Patchwork [ARM] 64-bit shifts in NEON.

login
register
mail settings
Submitter Andrew Stubbs
Date Feb. 23, 2012, 8:36 p.m.
Message ID <4F46A336.5000503@codesourcery.com>
Download mbox | patch
Permalink /patch/142705/
State New
Headers show

Comments

Andrew Stubbs - Feb. 23, 2012, 8:36 p.m.
On 21/02/12 15:23, Andrew Stubbs wrote:
> On 06/02/12 13:13, Andrew Stubbs wrote:
>> This patch adds DImode shift support in NEON registers/instructions.
>>
>> The patch causes delays any lowering until the split2 pass, after the
>> register allocator has chosen whether to do the shift in NEON (VFP)
>> registers, or in core-registers.
>>
>> The core-registers case depends on the patch I previously posted here:
>> http://gcc.gnu.org/ml/gcc-patches/2012-01/msg01472.html
>>
>> The NEON right-shifts make life more interesting by using a left-shift
>> instruction with a negative offset.
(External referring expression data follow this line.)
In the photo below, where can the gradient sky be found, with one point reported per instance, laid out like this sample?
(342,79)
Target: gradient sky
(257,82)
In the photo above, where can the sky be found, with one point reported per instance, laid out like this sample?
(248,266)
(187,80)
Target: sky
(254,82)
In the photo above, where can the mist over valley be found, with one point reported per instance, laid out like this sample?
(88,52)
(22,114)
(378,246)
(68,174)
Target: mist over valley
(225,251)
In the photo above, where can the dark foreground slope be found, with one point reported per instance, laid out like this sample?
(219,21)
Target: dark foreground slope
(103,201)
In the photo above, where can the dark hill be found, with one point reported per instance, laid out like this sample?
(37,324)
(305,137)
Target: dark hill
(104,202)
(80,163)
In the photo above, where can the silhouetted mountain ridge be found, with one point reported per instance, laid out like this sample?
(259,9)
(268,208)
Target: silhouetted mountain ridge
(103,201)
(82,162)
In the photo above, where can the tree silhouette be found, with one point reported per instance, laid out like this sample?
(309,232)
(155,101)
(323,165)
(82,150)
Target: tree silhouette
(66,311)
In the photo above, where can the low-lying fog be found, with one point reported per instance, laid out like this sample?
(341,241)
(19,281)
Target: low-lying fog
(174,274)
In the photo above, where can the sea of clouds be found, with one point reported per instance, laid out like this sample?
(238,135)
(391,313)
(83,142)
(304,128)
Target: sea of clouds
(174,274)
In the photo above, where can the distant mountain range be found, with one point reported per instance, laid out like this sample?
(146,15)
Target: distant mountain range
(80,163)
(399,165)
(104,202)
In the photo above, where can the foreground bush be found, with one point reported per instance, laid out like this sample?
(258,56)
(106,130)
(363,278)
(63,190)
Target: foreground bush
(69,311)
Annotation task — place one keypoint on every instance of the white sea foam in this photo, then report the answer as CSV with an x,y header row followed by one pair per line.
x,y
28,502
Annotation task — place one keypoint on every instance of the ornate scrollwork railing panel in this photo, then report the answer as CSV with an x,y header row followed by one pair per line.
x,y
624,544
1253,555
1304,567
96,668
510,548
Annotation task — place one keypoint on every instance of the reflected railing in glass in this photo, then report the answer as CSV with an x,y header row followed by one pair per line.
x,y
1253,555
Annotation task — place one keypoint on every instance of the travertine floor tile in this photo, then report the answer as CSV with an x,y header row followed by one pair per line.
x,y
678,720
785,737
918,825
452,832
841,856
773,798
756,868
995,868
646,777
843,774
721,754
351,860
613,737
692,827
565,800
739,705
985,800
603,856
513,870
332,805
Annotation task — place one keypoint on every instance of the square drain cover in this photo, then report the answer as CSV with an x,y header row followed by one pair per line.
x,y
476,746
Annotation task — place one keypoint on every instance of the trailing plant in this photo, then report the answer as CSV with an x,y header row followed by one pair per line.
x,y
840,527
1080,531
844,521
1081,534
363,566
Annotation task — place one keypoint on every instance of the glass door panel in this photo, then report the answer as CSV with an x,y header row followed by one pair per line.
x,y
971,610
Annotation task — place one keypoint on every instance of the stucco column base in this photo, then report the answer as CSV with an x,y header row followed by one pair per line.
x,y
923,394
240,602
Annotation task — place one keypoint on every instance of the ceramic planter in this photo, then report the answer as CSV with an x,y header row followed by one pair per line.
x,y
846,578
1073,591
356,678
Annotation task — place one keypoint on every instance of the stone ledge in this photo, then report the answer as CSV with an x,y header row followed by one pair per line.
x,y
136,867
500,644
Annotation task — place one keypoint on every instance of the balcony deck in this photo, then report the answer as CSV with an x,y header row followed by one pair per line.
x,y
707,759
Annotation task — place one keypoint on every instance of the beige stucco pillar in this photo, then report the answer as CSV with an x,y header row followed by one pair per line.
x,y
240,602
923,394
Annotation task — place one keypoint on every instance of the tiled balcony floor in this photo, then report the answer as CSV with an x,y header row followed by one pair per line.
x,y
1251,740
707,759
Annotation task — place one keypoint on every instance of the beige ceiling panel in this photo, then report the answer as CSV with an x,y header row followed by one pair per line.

This means that the amount has to be
>> negated. Ideally you'd want to do this at expand time, but the delayed
>> NEON/core decision makes this impossible, so I've chosen to expand this
>> in the post-reload split pass. Unfortunately, NEON does not provide a
>> suitable instruction for negating the shift amount, so that ends up
>> happening in core-registers.
>>
>> Another complication is that the NEON shift instructions use a 64-bit
>> register for the shift amount, but they only pay attention to the bottom
>> 8 bits. I did experiment with using a DImode shift amount, but that
>> didn't work out well; there were unnecessary extends and the
>> core-registers fall back was less efficient.
>>
>> Therefore, I've chosen to create a new register class, VFP_LO_REGS_EVEN,
>> which includes only the 32-bit low-part of the DImode NEON registers so
>> the shift amount can be loaded into VFP regs without extending them.
>> This required a new print format 'E' that converts the low-part name to
>> the full register name the instructions need. Unfortunately, this does
>> artificially limit the shift amount to the bottom half of the register
>> set, but hopefully that's not going to be a big problem.
>>
>> The register allocator is causing me trouble though. The problem is that
>> the compiler just refused to use the NEON variant in all of my toy
>> examples. It turns out to be simply that the IRA & reload passes do not
>> change hard-registers already present in the RTL (function parameters,
>> return values, etc.) unless there is absolutely no alternative that
>> works with that register. I'm not sure if there's anything that can be
>> done about this, or not. I'm not even sure if it isn't the right choice
>> much of the time, cost wise.
>
> I've now updated the patch to take into account size optimization.
>
> Currently, if optimizing for size the compiler prefers to call the
> libgcc function, rather that do the shift inline.
>
> With my old patch, when NEON is enabled it always used the inline code
> (either in NEON or core-registers) no matter which optimization flags
> were set. This is more-or-less correct if the register allocator chooses
> to do the operation in NEON, but much less space efficient otherwise.
>
> The update simply disables the core-registers fall-back option when
> optimizing for size. Transferring the values to NEON registers and back
> should be roughly the same size as calling a function, so there
> shouldn't be a big loss.
>
> I'm in two minds about the shift-by-constant cases though, since they
> expand to fewer instructions. Any thoughts?

And yet another update.

This time I noticed that I didn't discard the "clobber"s after the split 
has determined they're not necessary any more. Presumably the 
unallocated "match_scratch"es were harmless, but the unnecessary CC 
clobbers could affect if-conversion and scheduling.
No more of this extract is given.